Agora, o caso é mais grave, até por ser a segunda vez em pouco tempo. Reincidente. Novos exames estão sendo feitos e, depois, os médicos deixarão claro qual o grau de perigo que a continuidade da carreira trará ao jogador.
Aí, fica uma dúvida: caberá exclusivamente ao jogador decidir se continua ou não? E se o clube discordar dos riscos que o jogador quiser assumir? Pequena ou grande, mínima ou enorme, existe a possibilidade de morte em campo. Como foi com Luiz Izquierdo, do Nacional de Montevidéu.

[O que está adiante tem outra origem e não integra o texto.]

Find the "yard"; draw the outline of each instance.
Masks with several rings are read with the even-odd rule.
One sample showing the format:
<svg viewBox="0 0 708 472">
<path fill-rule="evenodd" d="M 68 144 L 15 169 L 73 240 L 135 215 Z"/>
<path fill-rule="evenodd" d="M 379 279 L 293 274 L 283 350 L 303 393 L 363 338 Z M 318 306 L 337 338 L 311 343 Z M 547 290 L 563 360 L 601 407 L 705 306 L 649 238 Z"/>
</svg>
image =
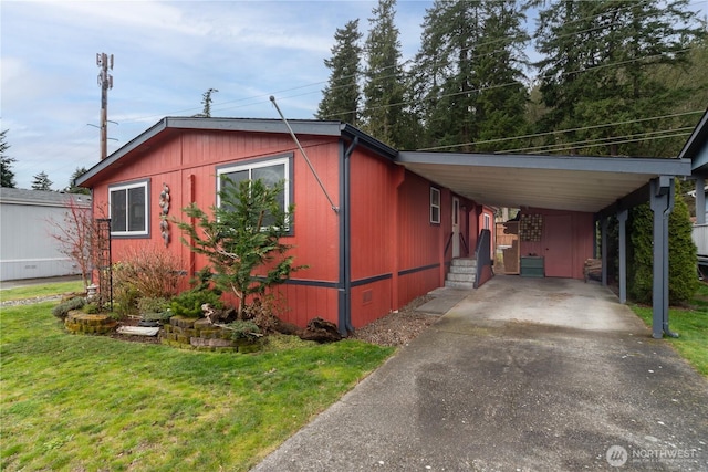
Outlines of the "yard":
<svg viewBox="0 0 708 472">
<path fill-rule="evenodd" d="M 73 336 L 54 304 L 2 307 L 3 471 L 248 470 L 394 352 L 282 337 L 236 355 Z"/>
<path fill-rule="evenodd" d="M 652 326 L 652 307 L 633 306 L 647 326 Z M 678 338 L 664 337 L 700 374 L 708 377 L 708 284 L 701 283 L 690 306 L 671 307 L 669 327 Z"/>
</svg>

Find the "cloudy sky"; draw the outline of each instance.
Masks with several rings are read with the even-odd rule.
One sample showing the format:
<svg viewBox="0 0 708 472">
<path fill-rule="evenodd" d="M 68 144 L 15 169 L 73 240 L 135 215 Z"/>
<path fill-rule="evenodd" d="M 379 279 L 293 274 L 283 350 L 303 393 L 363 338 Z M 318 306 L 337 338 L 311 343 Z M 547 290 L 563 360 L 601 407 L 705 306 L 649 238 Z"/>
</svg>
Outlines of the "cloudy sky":
<svg viewBox="0 0 708 472">
<path fill-rule="evenodd" d="M 404 59 L 419 44 L 431 1 L 398 0 Z M 329 77 L 334 31 L 374 1 L 0 2 L 1 129 L 19 188 L 49 175 L 53 189 L 98 161 L 96 53 L 114 55 L 108 154 L 164 116 L 312 118 Z M 93 125 L 93 126 L 92 126 Z"/>
</svg>

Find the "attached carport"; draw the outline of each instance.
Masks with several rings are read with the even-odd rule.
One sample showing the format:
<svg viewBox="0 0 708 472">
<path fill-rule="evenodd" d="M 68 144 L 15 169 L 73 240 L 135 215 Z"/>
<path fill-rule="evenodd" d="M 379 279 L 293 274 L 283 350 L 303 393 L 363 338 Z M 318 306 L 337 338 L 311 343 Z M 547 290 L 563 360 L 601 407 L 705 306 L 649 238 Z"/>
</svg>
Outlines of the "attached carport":
<svg viewBox="0 0 708 472">
<path fill-rule="evenodd" d="M 605 285 L 607 222 L 616 216 L 622 303 L 626 302 L 627 212 L 648 201 L 654 213 L 653 336 L 675 336 L 668 326 L 668 216 L 674 179 L 691 175 L 690 159 L 400 151 L 396 161 L 479 203 L 594 213 L 602 228 Z"/>
</svg>

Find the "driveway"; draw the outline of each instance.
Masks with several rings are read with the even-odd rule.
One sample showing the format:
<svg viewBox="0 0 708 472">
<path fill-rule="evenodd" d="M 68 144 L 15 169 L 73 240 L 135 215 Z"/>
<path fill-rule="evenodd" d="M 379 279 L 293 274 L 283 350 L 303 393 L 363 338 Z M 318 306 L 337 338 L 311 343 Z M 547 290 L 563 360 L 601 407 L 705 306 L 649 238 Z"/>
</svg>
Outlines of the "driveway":
<svg viewBox="0 0 708 472">
<path fill-rule="evenodd" d="M 257 471 L 708 471 L 708 381 L 596 283 L 499 275 Z"/>
</svg>

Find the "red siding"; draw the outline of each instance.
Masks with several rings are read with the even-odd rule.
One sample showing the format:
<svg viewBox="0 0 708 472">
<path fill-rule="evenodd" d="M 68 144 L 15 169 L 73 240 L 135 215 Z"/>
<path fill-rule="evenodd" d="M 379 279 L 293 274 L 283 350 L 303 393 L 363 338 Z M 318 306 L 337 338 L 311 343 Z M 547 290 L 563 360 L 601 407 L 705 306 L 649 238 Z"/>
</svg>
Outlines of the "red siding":
<svg viewBox="0 0 708 472">
<path fill-rule="evenodd" d="M 329 195 L 339 204 L 339 144 L 336 138 L 301 137 L 314 168 L 323 181 Z M 163 140 L 160 146 L 149 148 L 138 159 L 125 159 L 124 166 L 112 169 L 110 177 L 94 187 L 96 208 L 106 207 L 107 188 L 137 179 L 149 179 L 150 198 L 150 238 L 114 238 L 112 250 L 114 261 L 118 261 L 128 248 L 152 245 L 165 250 L 159 238 L 159 192 L 163 182 L 170 187 L 171 204 L 169 214 L 184 219 L 181 208 L 190 201 L 194 191 L 198 206 L 207 210 L 216 203 L 216 168 L 247 159 L 277 157 L 292 153 L 295 204 L 294 233 L 285 238 L 287 243 L 295 248 L 291 254 L 295 264 L 309 268 L 299 271 L 293 279 L 315 282 L 330 287 L 288 285 L 279 287 L 287 296 L 290 310 L 284 319 L 304 325 L 314 316 L 337 321 L 337 297 L 334 284 L 339 281 L 339 217 L 331 209 L 315 178 L 304 162 L 292 139 L 283 135 L 184 132 L 184 135 Z M 192 177 L 194 176 L 194 177 Z M 191 190 L 194 181 L 194 190 Z M 190 251 L 179 241 L 180 232 L 170 224 L 171 242 L 166 249 L 178 254 L 189 269 Z M 194 256 L 191 256 L 194 258 Z M 201 256 L 196 258 L 196 269 L 206 264 Z M 186 277 L 187 279 L 187 277 Z M 184 289 L 187 287 L 185 282 Z"/>
<path fill-rule="evenodd" d="M 542 214 L 541 241 L 520 241 L 521 255 L 544 258 L 546 276 L 584 279 L 583 266 L 593 256 L 592 213 L 530 208 L 527 214 Z"/>
</svg>

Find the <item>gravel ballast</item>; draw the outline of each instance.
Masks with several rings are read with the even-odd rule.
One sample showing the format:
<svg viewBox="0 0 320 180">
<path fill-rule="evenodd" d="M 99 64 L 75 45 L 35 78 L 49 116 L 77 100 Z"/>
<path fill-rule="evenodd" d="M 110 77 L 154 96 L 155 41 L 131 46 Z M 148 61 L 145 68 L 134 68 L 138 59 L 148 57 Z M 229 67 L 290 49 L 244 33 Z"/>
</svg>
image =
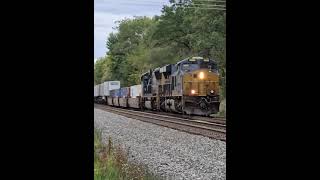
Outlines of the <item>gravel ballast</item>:
<svg viewBox="0 0 320 180">
<path fill-rule="evenodd" d="M 94 126 L 106 143 L 129 152 L 129 161 L 141 163 L 166 179 L 226 179 L 226 144 L 94 109 Z"/>
</svg>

Algo que pesará na decisão é a ótima situação financeira do jogador. Jogou na Europa e na China e tem situação financeira estável.
O momento jornalístico é de calma. De esperar resultados de exames. Somente após a decisão pela aposentadoria ou não, é que o clube vai falar sobre reforços. E, mesmo assim, não vai falar. Qualquer furo virá por outras fontes. Ou alguém acha que Belmonte diria, um dia após o ocorrido algo do tipo: "Não vai dar mais pra ele, já estamos procurando outro jogador"? Nunca falaria. Então, pra que perguntar? Pressão misturada com falta de respeito.